Le chômage est élevé. Seuls 2% de la population occupe un emploi qualifié, la majorité se débat avec des petits boulots ou dans l'économie informelle. "Les gens qualifiés restent au Portugal, les moins compétents arrivent ici. Ils apportent leurs problèmes" et "le Mozambique n'a pas envie d'être colonisé une deuxième fois", poursuit M. Lopes. "Faux", rétorque la consul du Portugal, qui avance que "les Portugais créent de l'emploi". Un système de quota impose en effet aux entreprises d'employer dix Mozambicains pour un étranger embauché.

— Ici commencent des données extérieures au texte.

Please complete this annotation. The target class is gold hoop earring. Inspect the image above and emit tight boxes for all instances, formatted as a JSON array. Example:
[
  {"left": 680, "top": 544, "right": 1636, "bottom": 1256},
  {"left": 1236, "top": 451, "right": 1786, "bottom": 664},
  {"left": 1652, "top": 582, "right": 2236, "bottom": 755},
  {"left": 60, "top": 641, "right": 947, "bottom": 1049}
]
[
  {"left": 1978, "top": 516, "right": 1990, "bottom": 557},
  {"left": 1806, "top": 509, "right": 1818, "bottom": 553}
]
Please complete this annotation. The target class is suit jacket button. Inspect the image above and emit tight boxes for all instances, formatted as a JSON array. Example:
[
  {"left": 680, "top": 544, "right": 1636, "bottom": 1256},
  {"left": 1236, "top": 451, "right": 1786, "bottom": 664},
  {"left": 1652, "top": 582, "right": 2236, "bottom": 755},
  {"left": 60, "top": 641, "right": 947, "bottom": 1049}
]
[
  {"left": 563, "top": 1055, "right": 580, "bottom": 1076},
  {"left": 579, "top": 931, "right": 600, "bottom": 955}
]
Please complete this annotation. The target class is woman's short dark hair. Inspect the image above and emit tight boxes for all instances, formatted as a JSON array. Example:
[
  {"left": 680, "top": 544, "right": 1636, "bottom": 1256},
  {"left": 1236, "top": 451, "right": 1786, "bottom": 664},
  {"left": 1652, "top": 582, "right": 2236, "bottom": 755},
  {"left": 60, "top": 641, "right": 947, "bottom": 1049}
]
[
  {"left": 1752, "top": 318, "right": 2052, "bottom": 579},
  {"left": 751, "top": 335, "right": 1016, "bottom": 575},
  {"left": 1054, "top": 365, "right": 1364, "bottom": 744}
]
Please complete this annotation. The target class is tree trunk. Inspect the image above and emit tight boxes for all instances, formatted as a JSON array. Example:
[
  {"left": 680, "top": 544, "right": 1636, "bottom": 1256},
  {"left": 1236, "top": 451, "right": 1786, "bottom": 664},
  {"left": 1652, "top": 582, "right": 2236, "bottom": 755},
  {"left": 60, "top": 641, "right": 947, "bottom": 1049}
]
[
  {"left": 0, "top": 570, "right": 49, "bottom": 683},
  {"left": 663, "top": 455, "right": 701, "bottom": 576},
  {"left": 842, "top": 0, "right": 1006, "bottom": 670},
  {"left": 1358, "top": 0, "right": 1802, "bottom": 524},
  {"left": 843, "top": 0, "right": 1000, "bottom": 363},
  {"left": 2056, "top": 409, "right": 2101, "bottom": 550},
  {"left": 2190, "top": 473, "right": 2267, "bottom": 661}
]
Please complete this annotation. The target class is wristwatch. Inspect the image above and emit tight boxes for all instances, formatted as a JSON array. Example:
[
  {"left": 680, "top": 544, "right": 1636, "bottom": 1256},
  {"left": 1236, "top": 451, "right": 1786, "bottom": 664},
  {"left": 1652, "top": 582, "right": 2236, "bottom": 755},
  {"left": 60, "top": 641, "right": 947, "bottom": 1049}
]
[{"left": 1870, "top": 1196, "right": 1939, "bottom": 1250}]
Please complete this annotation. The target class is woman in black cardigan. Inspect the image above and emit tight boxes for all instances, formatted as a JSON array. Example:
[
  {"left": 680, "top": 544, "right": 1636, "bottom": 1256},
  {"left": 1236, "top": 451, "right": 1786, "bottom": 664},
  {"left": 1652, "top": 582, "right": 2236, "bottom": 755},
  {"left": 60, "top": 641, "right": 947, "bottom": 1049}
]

"Je ne suis pas venu ici pour coloniser qui que ce soit", réagit Jose Soares, un diplômé en management qui vient de perdre son travail. Son patron a opté pour l'embauche de trois Mozambicains et il envisage avec réticence de rentrer. "Il y a deux ans, le travail d'un étranger était très coté. La demande reste la même, mais l'offre a augmenté énormément", constate son compatriote Fabio Gao, 24 ans qui s'est lancé dans la restauration à domicile. Le retour sur investissement, assure-t-il, est très rentable car la main d'oeuvre est très bon marché. "Mais pour rester ici, il faut des amis haut placés au gouvernement", relève-t-il, se plaignant d'une corruption qui, selon lui, fausse le jeu du business: "Je ne pense pas rester à long terme. Il y a beaucoup d'opportunités, mais aussi beaucoup de risques".